Early data suggest 18F-DCFPyL PET/CT scans can change patient management

A media release issued yesterday by Progenics Pharmaceuticals states that the investigational imaging agent 18F-DCFPyL changed physician behavior in the management of biochemically recurrent prostate cancer in > 65 percent of patients. However, we note that this behavior change (to date) has only been documented in the first 55 of a projected 200 patients (see below).

18F-DCFPyL (also referred to more simply as “PyL”) is an investigational, radioactive, fluorinated, PSMA-targeted imaging agent that is being studied for use in conjugation with PET scanning to identify potential bone and soft tissue metastases in men with progressive forms of prostate cancer.

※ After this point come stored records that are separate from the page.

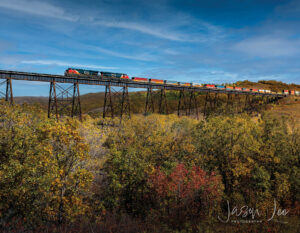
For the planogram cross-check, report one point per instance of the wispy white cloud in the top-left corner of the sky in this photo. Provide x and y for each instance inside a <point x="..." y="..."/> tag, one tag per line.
<point x="39" y="8"/>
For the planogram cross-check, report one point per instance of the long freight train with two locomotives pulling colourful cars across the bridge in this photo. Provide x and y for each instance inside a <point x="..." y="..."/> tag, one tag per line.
<point x="91" y="73"/>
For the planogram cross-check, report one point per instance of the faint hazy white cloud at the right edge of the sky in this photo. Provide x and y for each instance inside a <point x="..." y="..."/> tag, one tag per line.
<point x="269" y="47"/>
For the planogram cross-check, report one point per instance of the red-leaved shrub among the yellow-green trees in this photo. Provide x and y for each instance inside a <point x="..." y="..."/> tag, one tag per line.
<point x="185" y="194"/>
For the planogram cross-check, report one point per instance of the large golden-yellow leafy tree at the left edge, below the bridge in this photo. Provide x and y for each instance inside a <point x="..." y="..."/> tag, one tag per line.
<point x="42" y="174"/>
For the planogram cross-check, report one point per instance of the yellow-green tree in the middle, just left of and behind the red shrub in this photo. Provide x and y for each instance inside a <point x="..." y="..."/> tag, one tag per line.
<point x="136" y="148"/>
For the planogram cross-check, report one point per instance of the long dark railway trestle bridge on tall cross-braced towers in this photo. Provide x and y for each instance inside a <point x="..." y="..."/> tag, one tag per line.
<point x="117" y="102"/>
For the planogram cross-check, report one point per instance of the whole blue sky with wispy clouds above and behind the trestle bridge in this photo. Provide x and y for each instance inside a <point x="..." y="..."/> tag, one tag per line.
<point x="194" y="41"/>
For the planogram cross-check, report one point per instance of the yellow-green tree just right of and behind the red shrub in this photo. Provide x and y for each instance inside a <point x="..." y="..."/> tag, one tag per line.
<point x="230" y="145"/>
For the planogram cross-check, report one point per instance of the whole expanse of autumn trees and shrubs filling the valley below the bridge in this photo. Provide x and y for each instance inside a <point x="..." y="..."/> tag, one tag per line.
<point x="158" y="173"/>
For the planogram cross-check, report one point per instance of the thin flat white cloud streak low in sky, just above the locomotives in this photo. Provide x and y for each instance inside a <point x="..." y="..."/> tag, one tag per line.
<point x="66" y="64"/>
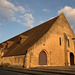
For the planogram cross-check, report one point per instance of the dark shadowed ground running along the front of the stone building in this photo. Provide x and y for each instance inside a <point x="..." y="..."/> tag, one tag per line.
<point x="39" y="71"/>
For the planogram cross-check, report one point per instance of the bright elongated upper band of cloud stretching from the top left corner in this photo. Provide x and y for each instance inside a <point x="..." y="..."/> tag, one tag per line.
<point x="4" y="4"/>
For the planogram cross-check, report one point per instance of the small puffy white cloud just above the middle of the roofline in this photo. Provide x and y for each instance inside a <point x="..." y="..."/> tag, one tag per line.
<point x="29" y="20"/>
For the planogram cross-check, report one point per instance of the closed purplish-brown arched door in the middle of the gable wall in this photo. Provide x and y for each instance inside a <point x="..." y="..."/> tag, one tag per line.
<point x="42" y="58"/>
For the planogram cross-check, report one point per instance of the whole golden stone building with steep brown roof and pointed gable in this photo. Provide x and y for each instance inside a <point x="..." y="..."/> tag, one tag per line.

The media release issued yesterday by Progenics is based on early data from an ongoing clinical trial of 18F-DCFPyL (the so-called CONDOR trial). The early data from this trial were reported by Rousseau et al. in the Journal of Nuclear Medicine.

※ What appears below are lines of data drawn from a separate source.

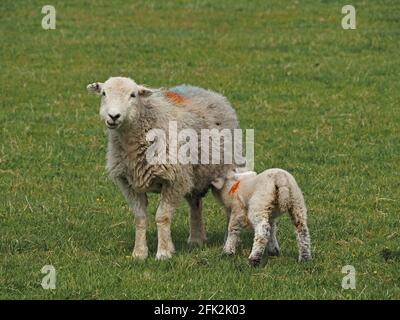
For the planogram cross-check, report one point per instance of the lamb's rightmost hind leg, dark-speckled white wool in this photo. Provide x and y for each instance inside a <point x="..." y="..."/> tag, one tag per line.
<point x="299" y="219"/>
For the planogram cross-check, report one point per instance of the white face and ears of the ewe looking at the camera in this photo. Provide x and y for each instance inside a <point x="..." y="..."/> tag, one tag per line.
<point x="120" y="100"/>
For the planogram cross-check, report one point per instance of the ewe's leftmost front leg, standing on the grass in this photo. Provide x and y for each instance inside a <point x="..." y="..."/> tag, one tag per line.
<point x="138" y="204"/>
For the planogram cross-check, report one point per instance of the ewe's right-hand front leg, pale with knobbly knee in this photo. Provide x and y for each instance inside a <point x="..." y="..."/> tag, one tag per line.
<point x="167" y="205"/>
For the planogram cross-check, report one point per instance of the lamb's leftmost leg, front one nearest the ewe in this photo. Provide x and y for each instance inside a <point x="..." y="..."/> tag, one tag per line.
<point x="236" y="222"/>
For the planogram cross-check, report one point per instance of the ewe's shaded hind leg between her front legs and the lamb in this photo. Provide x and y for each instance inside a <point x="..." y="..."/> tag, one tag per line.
<point x="197" y="230"/>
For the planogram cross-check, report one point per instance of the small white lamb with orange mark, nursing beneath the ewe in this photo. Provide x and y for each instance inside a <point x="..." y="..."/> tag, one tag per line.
<point x="261" y="199"/>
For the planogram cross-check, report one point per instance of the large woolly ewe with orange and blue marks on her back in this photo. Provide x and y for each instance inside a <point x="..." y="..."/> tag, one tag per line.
<point x="130" y="111"/>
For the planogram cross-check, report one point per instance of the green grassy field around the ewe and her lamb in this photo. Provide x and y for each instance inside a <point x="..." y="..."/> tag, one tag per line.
<point x="324" y="103"/>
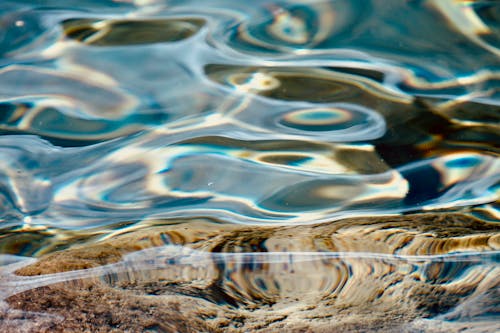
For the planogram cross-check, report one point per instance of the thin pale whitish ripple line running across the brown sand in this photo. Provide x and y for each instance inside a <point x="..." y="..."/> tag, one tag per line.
<point x="175" y="257"/>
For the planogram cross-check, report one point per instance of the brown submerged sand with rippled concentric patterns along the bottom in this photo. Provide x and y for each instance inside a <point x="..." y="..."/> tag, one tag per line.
<point x="227" y="292"/>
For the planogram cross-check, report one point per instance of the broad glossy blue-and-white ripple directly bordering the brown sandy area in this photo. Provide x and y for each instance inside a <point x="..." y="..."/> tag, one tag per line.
<point x="129" y="180"/>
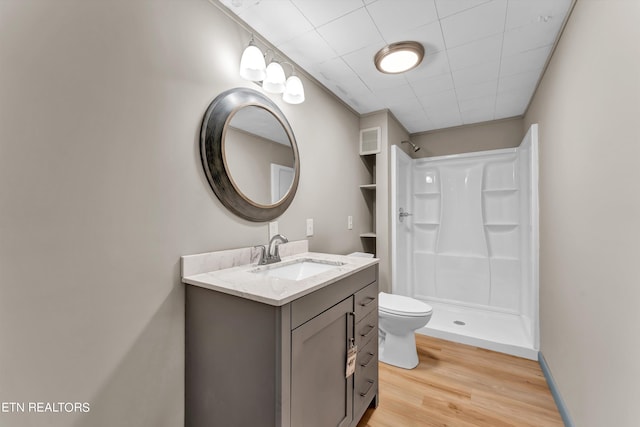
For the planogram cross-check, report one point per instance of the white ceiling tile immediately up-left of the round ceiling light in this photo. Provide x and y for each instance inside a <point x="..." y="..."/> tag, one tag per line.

The following core data are reported by Rousseau et al.:

  • The trial had enrolled 130 patients who met specific criteria indicative of biochemical recurrence after first-line treatment by radical prostatectomy or radiotherapy with curative intent and who were given a PET/CT scan with 18F-DCFPyL as the imaging agent.
  • 84.6 percent of patients had positive results on this scan, with varying levels of confidence:
    • 81.5 percent of positive scans were of high confidence
    • 13.1 percent of positive scans were of moderate confidence
    • 5.4 percent of positive scans were of low confidence
  • 18F-DCFPyL PET/CT scans were able to identify the location of recurrent prostate cancer in
    • 60 percent of men with a PSA level of 0.4 to < 0.5 ng/ml
    • 78 percent of men with a PSA level of 0.5 to < 1.0 ng/ml
    • 72 percent of men with a PSA level of 1.0 to < 2.0 ng/ml
    • 92 percent of men with a PSA level of ≥ 2.0 ng/ml
  • Most patients had less than four identifiable lesions:
    • One lesion in 40.8 percent of subjects
    • Two lesions in 8.5 percent of subjects
    • Three lesions in 4.6 percent of subjects
  • Active disease was most often identified in
    • Regional lymph nodes (43.9 percent)
    • The prostate bed and/or seminal vesicles (26.9 percent)
    • Distant lymph nodes (24.6 percent)
    • Bone (20.0 percent)
    • Lung (2.3 percent)
    • Other sites, not including the liver (0.8 percent)
  • Post-scan changes in management were evaluable in 55 of the 130 patients
    • Changes in treatment intent were documented in 36/55 subjects (65.5 percent).
    • Disease stage also changed in 18/55 subjects (65.5 percent).
    • Management plans were changed in 48/55 subjects (87.3 percent).
  • Mild adverse events after the scan were documented in 22/130 subjects (16.9 percent); all such AEs resolved completely.

Rousseau et al. conclude that

18F-DCFPyL PET/CT is safe and sensitive for the localization of biochemical recurrence of prostate cancer. This test improved decision making for referring oncologists and changed management for the majority of subjects.

The Phase III CONDOR trial is expected to enroll a total of 200 patients by some time later this year, and full results of the trial are projected to be available early in 2020.